Diversiteit en inclusie: loskomen van vaste hokjes
(lees verder onder de afbeelding)
Bovenstaand plaatje is een dambord, met om en om zwart-witte vlakken. Tenminste, dat denken we. Want zoals Barbara Bos laat zien, is het middelste vlak helemaal niet wit, maar even donker als de omringende vlakken. Ofwel: we zien niet altijd de objectieve werkelijkheid. Onze hersenen vullen in wat we verwachten te zien. En dat geldt niet alleen voor damborden, maar ook voor mensen.
Psychologisch onderzoek heeft dat keer op keer aangetoond en die kennis is nuttig om te begrijpen waarom het nog maar niet wil vlotten met inclusieve en diverse organisaties. ‘Om discriminatie te voorkomen, moeten we onze vooroordelen en stereotypen onder ogen zien’, stelt Bos.

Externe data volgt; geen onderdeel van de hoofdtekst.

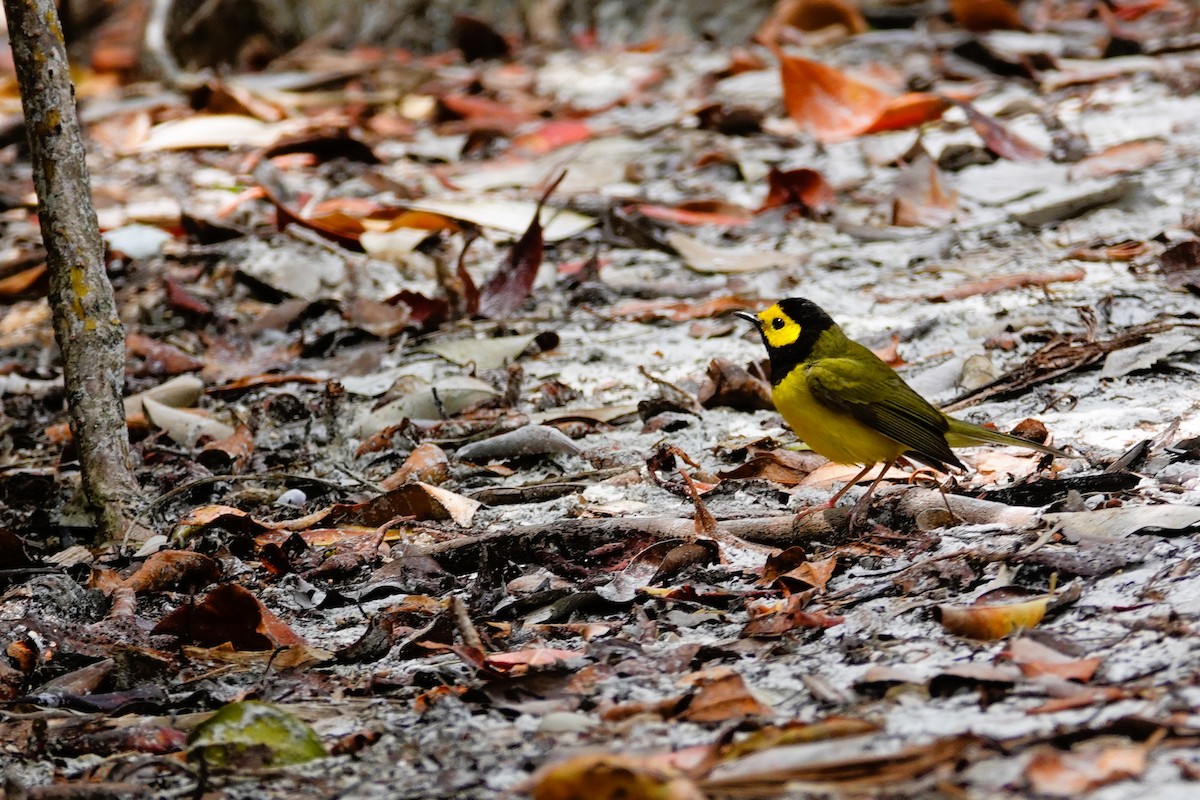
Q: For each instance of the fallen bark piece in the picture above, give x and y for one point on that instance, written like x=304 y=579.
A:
x=987 y=621
x=529 y=440
x=967 y=511
x=1067 y=202
x=1007 y=283
x=1113 y=523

Uiterlijke kenmerken en vooroordelen
Barbara Bos werkte 19 jaar bij het College voor de Rechten van de Mens en geeft nu vanuit haar bedrijf All-Aboard trainingen over hoe stereotypen werken en hoe je ze kunt omzeilen. De eerste indruk is erg bepalend en die laten we ook niet zo makkelijk los. Bij een positieve indruk kan iemand niet meer stuk (halo-effect), een negatieve indruk valt lastig weg te nemen (horn-effect).
Uiterlijke kenmerken hebben een dikke vinger in de pap bij die eerste indruk. Deelnemers lepelen desgevraagd moeiteloos enkele vooroordelen op: dikke mensen zijn lui, blondjes zijn dom, vrouwen zijn niet technisch, mensen met zachte g zijn minder intelligent, Marokkanen zijn crimineel. Bij een man met baard in een zwart gewaad vinkt je hoofd het hokje ‘moslim’ aan, dezelfde man in een geblokt shirt met spijkerbroek belandt in het vakje ‘hipster’.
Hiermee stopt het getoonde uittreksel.